Mt. Hora no Malawi, onde escavações recentes em Hora Rockshelter descobriram dois dos indivíduos analisados em um estudo colaborativo de DNA antigo. Crédito: Jacob Davis.

“Nós nunca fomos capazes de explorar diretamente essas mudanças demográficas propostas, até agora”, disse ela. “Tem sido difícil reconstruir eventos em nosso passado mais profundo usando o DNA das pessoas que vivem hoje, e artefatos como ferramentas de pedra e contas não podem nos contar toda a história. O DNA antigo fornece uma visão direta das próprias pessoas, que era o parte do quebra-cabeça.”

Mary Prendergast, autora do artigo e professora associada de antropologia da Universidade Rice, disse que há argumentos de que o desenvolvimento e a expansão de redes comerciais de longa distância nessa época ajudaram os humanos a enfrentar a última Era Glacial.

“Os humanos começaram a confiar uns nos outros de novas maneiras”, disse ela. “E essa criatividade e inovação podem ser o que permitiu que as pessoas prosperassem.”

Os pesquisadores também foram capazes de demonstrar que há cerca de 20.000 anos, as pessoas pararam de se movimentar tanto.

“Talvez seja porque, a essa altura, as redes sociais previamente estabelecidas permitiam o fluxo de informações e tecnologias sem que as pessoas tivessem que se mover”, disse Sawchuk.

Prendergast disse que o estudo fornece uma melhor compreensão de como as pessoas se moviam e se misturavam nesta parte da África. Anteriormente, o DNA africano mais antigo vinha do que hoje é o Marrocos – mas os indivíduos neste estudo viviam tão longe de lá quanto Bangladesh é da Noruega, observou ela.

O Museu Livingstone na Zâmbia, onde alguns dos restos esqueléticos do estudo são curados. Crédito: Museu Livingstone.

“Nosso estudo genético confirma um padrão arqueológico de comportamento mais local no leste da África ao longo do tempo”, disse Jessica Thompson, professora assistente de antropologia da Universidade de Yale, autora do estudo e uma das pesquisadoras que descobriram os restos mortais. “No início, as pessoas encontraram parceiros reprodutivos de amplos conjuntos geográficos e culturais. Mais tarde, priorizaram parceiros que moravam mais perto e que eram potencialmente mais semelhantes culturalmente”.

A equipe de pesquisa incluiu acadêmicos do Canadá, Quênia, Malawi, Tanzânia, Estados Unidos, Zâmbia e muitos outros países. Contribuições críticas para o estudo vieram de curadores e coautores de museus africanos que são responsáveis por proteger e preservar os restos mortais.

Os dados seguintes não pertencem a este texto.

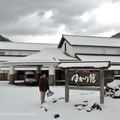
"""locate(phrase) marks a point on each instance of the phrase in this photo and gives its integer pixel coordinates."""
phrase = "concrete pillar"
(12, 74)
(51, 75)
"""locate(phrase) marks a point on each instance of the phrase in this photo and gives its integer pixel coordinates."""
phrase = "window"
(2, 53)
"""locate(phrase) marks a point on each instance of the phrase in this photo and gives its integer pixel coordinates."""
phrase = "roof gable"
(76, 40)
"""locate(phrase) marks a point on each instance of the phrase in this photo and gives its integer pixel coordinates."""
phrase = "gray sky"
(46, 20)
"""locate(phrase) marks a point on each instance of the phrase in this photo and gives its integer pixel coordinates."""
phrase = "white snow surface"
(99, 58)
(85, 64)
(23, 103)
(92, 41)
(25, 46)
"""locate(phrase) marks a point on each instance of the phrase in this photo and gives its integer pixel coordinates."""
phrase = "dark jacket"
(43, 84)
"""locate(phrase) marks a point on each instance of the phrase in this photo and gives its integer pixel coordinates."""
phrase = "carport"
(46, 58)
(89, 65)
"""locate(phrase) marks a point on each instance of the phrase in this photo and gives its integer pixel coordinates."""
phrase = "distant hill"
(117, 35)
(3, 39)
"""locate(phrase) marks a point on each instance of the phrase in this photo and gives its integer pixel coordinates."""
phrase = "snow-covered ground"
(23, 103)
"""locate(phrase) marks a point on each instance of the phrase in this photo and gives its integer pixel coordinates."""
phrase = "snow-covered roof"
(6, 58)
(90, 41)
(87, 65)
(25, 46)
(46, 56)
(99, 58)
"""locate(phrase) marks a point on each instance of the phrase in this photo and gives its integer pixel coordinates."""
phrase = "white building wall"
(96, 50)
(26, 53)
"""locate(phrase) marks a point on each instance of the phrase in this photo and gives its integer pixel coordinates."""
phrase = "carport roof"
(45, 57)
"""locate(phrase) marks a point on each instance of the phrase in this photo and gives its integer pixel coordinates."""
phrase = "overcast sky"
(46, 20)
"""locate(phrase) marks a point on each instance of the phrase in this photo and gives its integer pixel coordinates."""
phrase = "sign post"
(101, 86)
(66, 85)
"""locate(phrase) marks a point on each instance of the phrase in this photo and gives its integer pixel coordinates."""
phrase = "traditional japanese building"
(71, 49)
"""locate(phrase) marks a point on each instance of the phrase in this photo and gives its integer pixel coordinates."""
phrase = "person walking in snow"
(43, 87)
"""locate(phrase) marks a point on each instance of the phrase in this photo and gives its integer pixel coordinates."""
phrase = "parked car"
(29, 77)
(117, 79)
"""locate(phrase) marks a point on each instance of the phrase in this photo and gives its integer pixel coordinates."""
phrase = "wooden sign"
(84, 78)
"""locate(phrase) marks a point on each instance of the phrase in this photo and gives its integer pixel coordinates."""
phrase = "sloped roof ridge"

Potifhar Kaliba, diretor de pesquisa do Departamento de Museus e Monumentos do Malawi e autor do estudo, observou que alguns dos esqueletos amostrados para o estudo foram escavados há meio século, mas seu DNA é preservado apesar dos climas quentes e úmidos em os trópicos.

“Este trabalho mostra por que é tão importante investir na administração de restos humanos e artefatos arqueológicos em museus africanos”, disse Kaliba.

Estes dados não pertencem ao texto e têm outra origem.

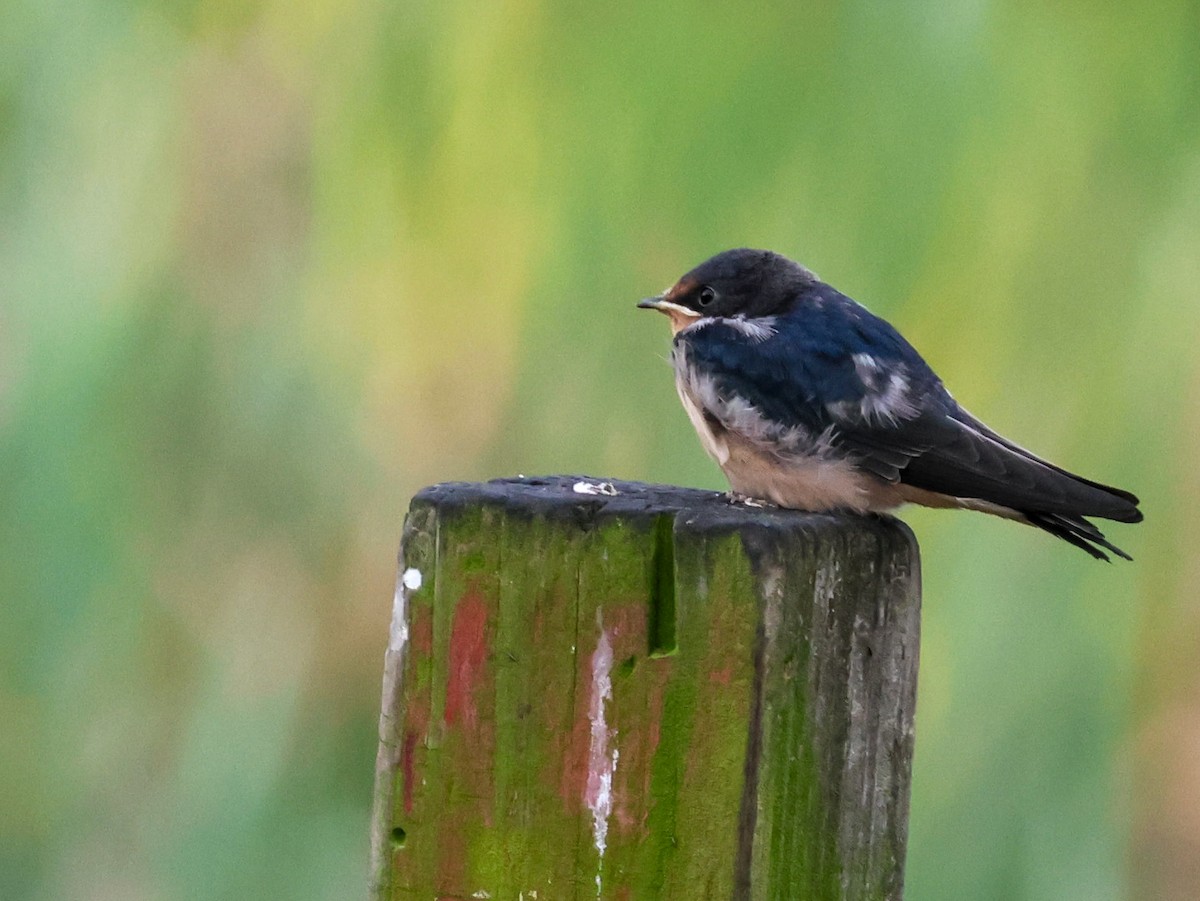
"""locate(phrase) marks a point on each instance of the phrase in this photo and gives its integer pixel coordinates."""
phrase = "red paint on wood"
(633, 785)
(468, 653)
(406, 762)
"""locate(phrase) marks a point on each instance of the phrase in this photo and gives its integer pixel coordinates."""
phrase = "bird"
(808, 401)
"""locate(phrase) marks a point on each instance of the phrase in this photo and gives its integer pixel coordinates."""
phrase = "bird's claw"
(747, 500)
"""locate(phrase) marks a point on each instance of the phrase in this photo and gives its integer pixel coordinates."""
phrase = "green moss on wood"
(754, 662)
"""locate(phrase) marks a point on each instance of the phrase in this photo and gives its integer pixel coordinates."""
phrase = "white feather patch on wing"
(886, 398)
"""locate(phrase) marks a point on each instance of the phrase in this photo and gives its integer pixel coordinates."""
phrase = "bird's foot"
(747, 500)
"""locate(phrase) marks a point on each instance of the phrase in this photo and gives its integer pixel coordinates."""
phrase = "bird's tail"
(1079, 532)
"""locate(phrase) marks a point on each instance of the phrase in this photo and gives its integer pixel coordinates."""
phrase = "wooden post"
(613, 690)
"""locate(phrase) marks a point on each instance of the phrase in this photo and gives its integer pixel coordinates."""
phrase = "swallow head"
(745, 283)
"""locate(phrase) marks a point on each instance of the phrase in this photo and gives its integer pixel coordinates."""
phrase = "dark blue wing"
(835, 368)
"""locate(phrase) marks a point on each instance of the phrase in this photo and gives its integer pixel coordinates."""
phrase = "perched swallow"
(808, 401)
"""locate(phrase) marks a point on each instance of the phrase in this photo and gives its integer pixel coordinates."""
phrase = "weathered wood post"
(629, 691)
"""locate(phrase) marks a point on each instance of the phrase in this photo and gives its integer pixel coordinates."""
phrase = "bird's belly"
(803, 482)
(816, 481)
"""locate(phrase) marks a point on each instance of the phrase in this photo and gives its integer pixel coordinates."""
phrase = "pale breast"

O trabalho também ajuda a resolver os desequilíbrios globais na pesquisa, disse Prendergast.

“Há cerca de 30 vezes mais sequências de DNA antigas publicadas na Europa do que na África”, disse ela. “Dado que a África abriga a maior diversidade genética humana do planeta, temos muito mais a aprender”.

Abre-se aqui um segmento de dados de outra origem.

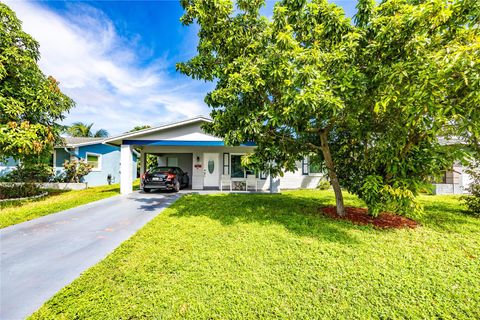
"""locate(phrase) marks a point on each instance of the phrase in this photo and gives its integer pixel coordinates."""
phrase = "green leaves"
(30, 102)
(383, 89)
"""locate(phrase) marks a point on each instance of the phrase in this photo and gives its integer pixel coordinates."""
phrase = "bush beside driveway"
(17, 211)
(275, 256)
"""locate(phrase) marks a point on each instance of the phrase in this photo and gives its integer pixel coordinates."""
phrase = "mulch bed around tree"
(385, 220)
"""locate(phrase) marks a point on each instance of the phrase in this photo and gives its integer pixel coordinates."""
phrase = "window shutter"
(305, 166)
(226, 163)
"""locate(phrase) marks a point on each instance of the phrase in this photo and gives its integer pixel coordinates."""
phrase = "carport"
(186, 145)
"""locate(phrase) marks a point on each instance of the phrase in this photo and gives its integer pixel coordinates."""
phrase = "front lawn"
(15, 211)
(250, 256)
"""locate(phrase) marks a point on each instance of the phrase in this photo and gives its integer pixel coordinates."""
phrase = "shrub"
(473, 200)
(19, 191)
(381, 197)
(30, 172)
(323, 184)
(76, 170)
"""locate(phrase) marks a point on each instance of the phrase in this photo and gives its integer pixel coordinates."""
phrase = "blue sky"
(117, 59)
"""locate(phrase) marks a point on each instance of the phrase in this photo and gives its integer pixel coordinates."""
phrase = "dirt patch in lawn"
(385, 220)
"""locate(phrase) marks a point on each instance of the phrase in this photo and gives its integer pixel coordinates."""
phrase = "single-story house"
(104, 158)
(456, 180)
(204, 157)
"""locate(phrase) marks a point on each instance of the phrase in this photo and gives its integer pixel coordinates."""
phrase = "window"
(237, 170)
(226, 163)
(305, 166)
(314, 168)
(95, 160)
(263, 175)
(172, 162)
(310, 168)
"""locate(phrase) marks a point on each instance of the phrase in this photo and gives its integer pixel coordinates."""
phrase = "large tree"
(81, 129)
(31, 104)
(365, 98)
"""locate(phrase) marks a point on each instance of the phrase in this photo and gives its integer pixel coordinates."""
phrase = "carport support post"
(126, 163)
(143, 162)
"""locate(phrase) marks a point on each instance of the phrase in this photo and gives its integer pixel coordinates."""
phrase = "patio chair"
(251, 181)
(225, 180)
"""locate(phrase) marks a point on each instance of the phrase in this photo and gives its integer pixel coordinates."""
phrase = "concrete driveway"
(41, 256)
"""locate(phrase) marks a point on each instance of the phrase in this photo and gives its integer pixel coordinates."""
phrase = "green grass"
(13, 212)
(274, 256)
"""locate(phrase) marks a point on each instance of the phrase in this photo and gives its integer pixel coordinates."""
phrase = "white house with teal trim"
(105, 160)
(205, 157)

“Ao associar artefatos arqueológicos com DNA antigo, os pesquisadores criaram uma estrutura notável para explorar a pré-história dos humanos na África”, disse o diretor do programa de Arqueologia e Arqueometria, John Yellen, da Fundação Nacional de Ciência dos EUA, um dos financiadores por trás deste projeto. “Esta visão está traçando um novo caminho para entender a humanidade e nossa complexa história compartilhada”.